Maturità 2026 in Lombardia, la mappa delle eccellenze: Cremona in testa
Un successo per il 99,5% degli studenti lombardi. Il 6,7% dei maturandi cremonesi ha conquistato il massimo dei voti
I dati definitivi degli esami di maturità 2026, secondo Orizzontescuola.it., raccontano una Lombardia che ha raggiunto il traguardo con numeri importanti: su un totale di 58.010 candidati ammessi alla prova, sono ben 57.748 i ragazzi che hanno ottenuto il diploma.
Dando uno sguardo alle pagelle, la fascia di voto più affollata rimane quella tra 61 e 70, dove si ritrova il 32,5% dei neodiplomati. Subito dopo si incontra il gruppo che ha ottenuto un punteggio tra 71 e 80: questa fetta rappresenta il 31,2% del totale.
C’è però una novità: i voti medio-alti sono in crescita. La fascia tra 81 e 90 è passata infatti dal 15,9% dello scorso anno all’attuale 17,6%. Per contro, le eccellenze hanno tirato un po’ il fiato: i “100 e lode” sono scesi all’1,0%, mentre i 100 semplici sono passati dal 4,25% a un più contenuto 2,9%. Anche chi ha preso il minimo, ovvero il voto 60, è in diminuzione; oggi sono il 5,9% rispetto al 6,9% dell’anno scorso.
Se si osserva la distribuzione territoriale delle eccellenze (intese come somma di 100 e 100 e lode) alcune province spiccano in modo particolare. Cremona guida la classifica lombarda con un brillante 6,7%; seguono a ruota Mantova con il 5,8% e Sondrio con il 5,0%. Scorrendo l’elenco si trova Lodi al 4,7%, Pavia al 4,2% e Monza e Brianza al 3,8%. Brescia e Varese si attestano al 3,7%, mentre Milano e Bergamo si attestano al 3,6%. Chiudono Como col 3,5% e Lecco con il 2,9%.

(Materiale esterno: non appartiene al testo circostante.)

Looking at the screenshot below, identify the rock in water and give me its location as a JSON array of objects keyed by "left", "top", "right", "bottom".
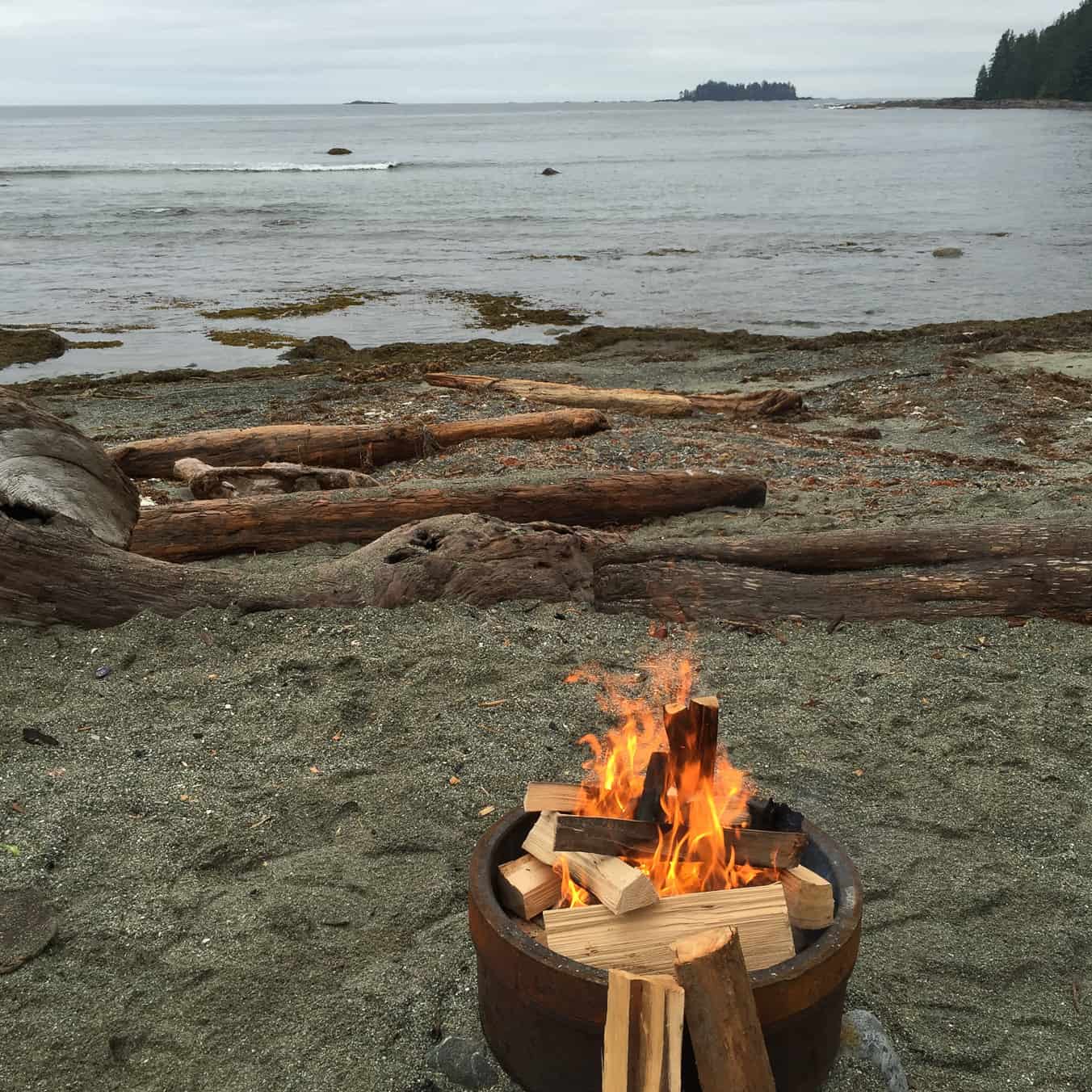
[
  {"left": 842, "top": 1009, "right": 909, "bottom": 1092},
  {"left": 428, "top": 1035, "right": 497, "bottom": 1089}
]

Il percorso di studi scelto incide ancora sulla quota di voti massimi raggiunti. Nei licei, che hanno visto diplomarsi 29.841 studenti, le eccellenze toccano il 5,3%. I numeri variano per gli altri indirizzi: negli istituti tecnici (190 diplomati) i voti massimi arrivano al 2,8%; nei professionali (717 diplomati) la quota è dell’1,7%.
Questi ultimi due percorsi presentano una concentrazione molto forte nelle fasce di voto 61-70 e 71-80, dove si colloca la stragrande maggioranza dei ragazzi.